吴仰湘:“国学”一词,原指我国古代由朝廷设立并直接管理的高等教育机构。到了晚清,由于西学潮涌而入,加上欧化论日盛一日,不断有人从新的意义上来使用“国学”,用来泛指中国固有的学术、文化、思想乃至价值体系。民国以来,这种被赋予新义的“国学”名词,迅速在全社会流行起来,但是其间并没有经过科学的界定。习俗相传的“国学”,有时指中国传统学术、文化、思想,有时又指对中国传统学术、文化、思想开展研究的学问。这样的概念相当含混、游移。有鉴于此,当要表示后一种义蕴的“国学”时,只好改用“国学研究”或“国故整理”。今天继续使用“国学”这一概念,与当今的学术文化与教育体制更是不相适应。事实上,“国学”这个名词,民国时期就曾经引起过很大的争议,当代也不断受到质疑。前段时间因为申报“国学”一级学科,更是引起一场轩然大波。正是因为“国学”一词过于模糊、陈旧,有人提出了“大国学”、“新国学”的说法。然而,这些新的概念比“国学”更为宽泛、含混,不易获得学术界的广泛认同,似乎更难以纳入现行的学科体系之中。

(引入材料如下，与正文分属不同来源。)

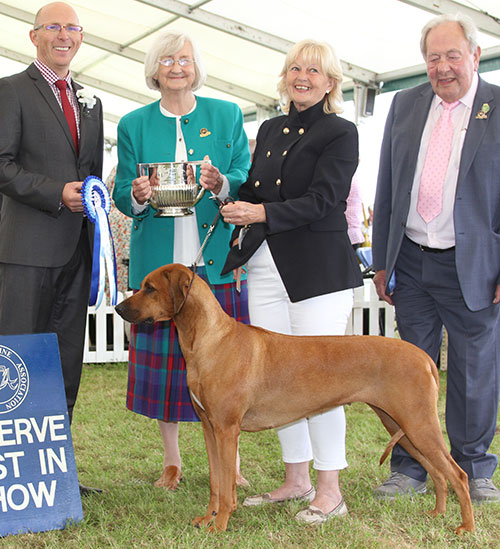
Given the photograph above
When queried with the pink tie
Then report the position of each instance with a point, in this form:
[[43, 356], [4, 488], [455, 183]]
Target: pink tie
[[430, 193], [69, 113]]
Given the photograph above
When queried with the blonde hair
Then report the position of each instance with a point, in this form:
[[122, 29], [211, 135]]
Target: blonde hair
[[166, 45], [319, 53]]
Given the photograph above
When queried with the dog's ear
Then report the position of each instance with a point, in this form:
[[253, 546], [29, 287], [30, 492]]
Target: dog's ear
[[178, 285]]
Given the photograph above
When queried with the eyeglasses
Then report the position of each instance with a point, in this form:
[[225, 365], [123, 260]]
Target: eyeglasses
[[452, 57], [56, 27], [170, 62]]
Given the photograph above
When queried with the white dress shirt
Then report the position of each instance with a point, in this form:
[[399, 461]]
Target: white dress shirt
[[440, 231]]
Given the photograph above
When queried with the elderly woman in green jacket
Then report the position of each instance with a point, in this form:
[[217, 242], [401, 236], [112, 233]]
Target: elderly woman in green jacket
[[180, 126]]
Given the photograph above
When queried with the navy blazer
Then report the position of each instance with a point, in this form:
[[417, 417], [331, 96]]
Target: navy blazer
[[477, 201], [302, 170], [37, 158]]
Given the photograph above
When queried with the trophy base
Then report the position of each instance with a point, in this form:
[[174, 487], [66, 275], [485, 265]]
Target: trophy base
[[173, 211]]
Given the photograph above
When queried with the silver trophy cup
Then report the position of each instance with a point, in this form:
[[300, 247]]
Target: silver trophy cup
[[174, 185]]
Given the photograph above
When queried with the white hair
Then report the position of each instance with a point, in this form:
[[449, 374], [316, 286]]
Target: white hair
[[165, 45]]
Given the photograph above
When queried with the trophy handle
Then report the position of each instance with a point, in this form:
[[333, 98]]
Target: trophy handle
[[199, 196], [201, 192]]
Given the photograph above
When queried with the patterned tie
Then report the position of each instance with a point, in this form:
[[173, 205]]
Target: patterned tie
[[430, 193], [68, 111]]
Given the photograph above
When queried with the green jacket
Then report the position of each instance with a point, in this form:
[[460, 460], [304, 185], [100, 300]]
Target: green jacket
[[145, 135]]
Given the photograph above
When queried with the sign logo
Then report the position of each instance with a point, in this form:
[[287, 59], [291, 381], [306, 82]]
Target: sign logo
[[14, 380]]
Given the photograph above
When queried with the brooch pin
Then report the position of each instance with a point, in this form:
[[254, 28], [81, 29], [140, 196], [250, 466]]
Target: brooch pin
[[86, 98], [483, 113]]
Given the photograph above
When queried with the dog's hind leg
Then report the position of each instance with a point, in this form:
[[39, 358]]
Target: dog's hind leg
[[226, 440], [427, 445], [213, 466]]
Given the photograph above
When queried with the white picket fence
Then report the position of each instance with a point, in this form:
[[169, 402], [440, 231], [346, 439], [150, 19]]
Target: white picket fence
[[106, 341], [370, 315], [105, 335]]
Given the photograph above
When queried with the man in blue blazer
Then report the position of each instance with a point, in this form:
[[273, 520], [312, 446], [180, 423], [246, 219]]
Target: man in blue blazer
[[447, 265], [45, 240]]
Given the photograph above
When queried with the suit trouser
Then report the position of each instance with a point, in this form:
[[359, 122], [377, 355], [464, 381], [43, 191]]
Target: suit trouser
[[321, 437], [428, 296], [43, 300]]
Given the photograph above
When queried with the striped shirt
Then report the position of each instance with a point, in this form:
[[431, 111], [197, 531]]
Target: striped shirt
[[51, 78]]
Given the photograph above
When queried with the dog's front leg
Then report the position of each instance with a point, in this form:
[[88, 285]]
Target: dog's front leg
[[226, 440], [213, 504]]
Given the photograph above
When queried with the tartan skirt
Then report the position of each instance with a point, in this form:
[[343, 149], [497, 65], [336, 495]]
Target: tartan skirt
[[157, 385]]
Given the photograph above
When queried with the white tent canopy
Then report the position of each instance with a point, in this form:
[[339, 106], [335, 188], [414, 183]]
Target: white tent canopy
[[243, 43]]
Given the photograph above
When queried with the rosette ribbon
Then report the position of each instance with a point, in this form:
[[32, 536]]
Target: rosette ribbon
[[97, 205]]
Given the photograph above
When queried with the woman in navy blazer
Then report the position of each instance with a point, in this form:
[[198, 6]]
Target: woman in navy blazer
[[291, 233]]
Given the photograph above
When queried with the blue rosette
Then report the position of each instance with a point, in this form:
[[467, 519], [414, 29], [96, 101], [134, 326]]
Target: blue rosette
[[97, 205]]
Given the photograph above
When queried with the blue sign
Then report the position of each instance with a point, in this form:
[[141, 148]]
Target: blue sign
[[38, 481]]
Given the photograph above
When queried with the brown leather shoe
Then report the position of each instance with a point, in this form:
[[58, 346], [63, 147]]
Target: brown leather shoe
[[170, 478], [482, 490], [314, 515], [252, 501]]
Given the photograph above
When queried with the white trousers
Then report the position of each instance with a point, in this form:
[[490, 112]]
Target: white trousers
[[321, 437]]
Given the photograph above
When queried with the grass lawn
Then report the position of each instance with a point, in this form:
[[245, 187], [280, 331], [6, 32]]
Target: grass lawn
[[121, 452]]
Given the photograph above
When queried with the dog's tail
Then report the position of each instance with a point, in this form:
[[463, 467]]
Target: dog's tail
[[396, 437]]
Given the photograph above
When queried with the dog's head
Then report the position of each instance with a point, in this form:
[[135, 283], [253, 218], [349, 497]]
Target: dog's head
[[161, 295]]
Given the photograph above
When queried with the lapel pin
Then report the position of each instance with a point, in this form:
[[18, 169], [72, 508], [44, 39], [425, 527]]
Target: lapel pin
[[483, 113]]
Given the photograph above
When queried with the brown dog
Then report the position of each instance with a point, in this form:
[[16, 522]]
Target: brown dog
[[244, 377]]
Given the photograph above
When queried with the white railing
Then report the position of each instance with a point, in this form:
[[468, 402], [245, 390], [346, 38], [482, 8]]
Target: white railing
[[105, 339], [370, 315]]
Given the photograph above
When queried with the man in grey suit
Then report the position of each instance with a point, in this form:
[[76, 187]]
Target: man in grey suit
[[45, 240], [447, 263]]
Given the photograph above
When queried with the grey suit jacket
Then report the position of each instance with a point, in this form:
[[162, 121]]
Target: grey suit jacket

1923年,梁启超在东南大学国学研究所演讲时,提出可以开展“古典考释学”的工作,即“将所有重要古典,都重新审定一番,解释一番”。近些年来,国内也有学者借鉴西方的“古典学”概念,提出“中国古典学”一词,将它界定为研究先秦秦汉时期中国古代文明的学问,并主张将“中国古典学”作为“国学”的一个分支。我个人认为,我们可以借助梁启超等前代学者的提示,借鉴西方“古典学”的界定方法,把研究以古汉语为工具记录的文献的学问称为“中国古典学”。当然,这只是一个粗浅的想法,如何完成“中国古典学”的正名与定位,并且建立起一套相对完备的学科体系,还需要作大量严谨、详细的论证工作。

主持人:我们今天在岳麓书院探讨这个话题,其实也有特别的意义。书院在中国古代历史上,一千多年前就开始在研究、传授中国传统学术。我们今天在这里学习、研究传统文化和学术,可以说是对岳麓书院一千多年学术传统的承传。

邓洪波:国学在现阶段是不是一级学科,这是一个争议很多的问题。可以回顾一下,过去的经史子集四部之学,受到冲击之后,是怎样一步步退出正规教育的学科体系的。1903年和1912年是两个节点。我们传统是讲究博通之学,四部之下没有具体的学科分类。晚清从书院到学堂,新的学科体系基本上是按西方的标准来建立的。当初张百熙的设计中,就没有经学的位置。但张之洞对此特别反对,第二年的癸卯学制中第一个学科就是经学,这是张之洞坚持的结果。最后实行的新学堂都有经学的地位。按照西方的学科体系,把四部之学拆分为若干部分,一一对应西方的学科如文史哲等,唯独经学成了孤家寡人,无处可去。张之洞就干脆单独为经学设立了一门学科。这种设计在1903-1911年间尚还一直得到实行,可是在蔡元培当教育总长的时候就全部撤销了,经学科目完全废弃,经学从此就无家可归四处游荡了。此后的历史不断对传统学术进行打压,一直在批判中国文化,连孔孟都被打倒,到“文革”时登峰造极。传统学术中最精华的东西失去了。我们现行的学科体系和学术分科,一级学科、二级学科的设置,全是按西方的一套来设计的。在这样的学科体制之下,经学作为中国传统文化的核心始终没有挂靠的地方。还有史部也不能说全部进入了历史学。比如史部中的目录学是一门很重要的学问,不只是是翻翻书本的工具,而是辩章学术、考镜源流的一门学问,是在更高层次上对学问的把握。但是我们现在的目录学,已经分到图书馆了,完全变成了一种工具了,本身所固有的最核心、最高的学术价值却丢失了。现在的新书出来两个月就上网了,可以查目录了,而大量的古籍却都没有上网,还要去靠卡片去找书。这也可见我们传统的东西难以进入现代的学科体系。现在很多人在争论国学是不是一级学科、二级学科;能不能做为一级学科等问题。其实问题的关键是,我们所有思考的原点完全是西方的学术体系。所以百多年我们传统中最核心的东西找不到自己的归宿,有些即使找到了归宿,但也变了样。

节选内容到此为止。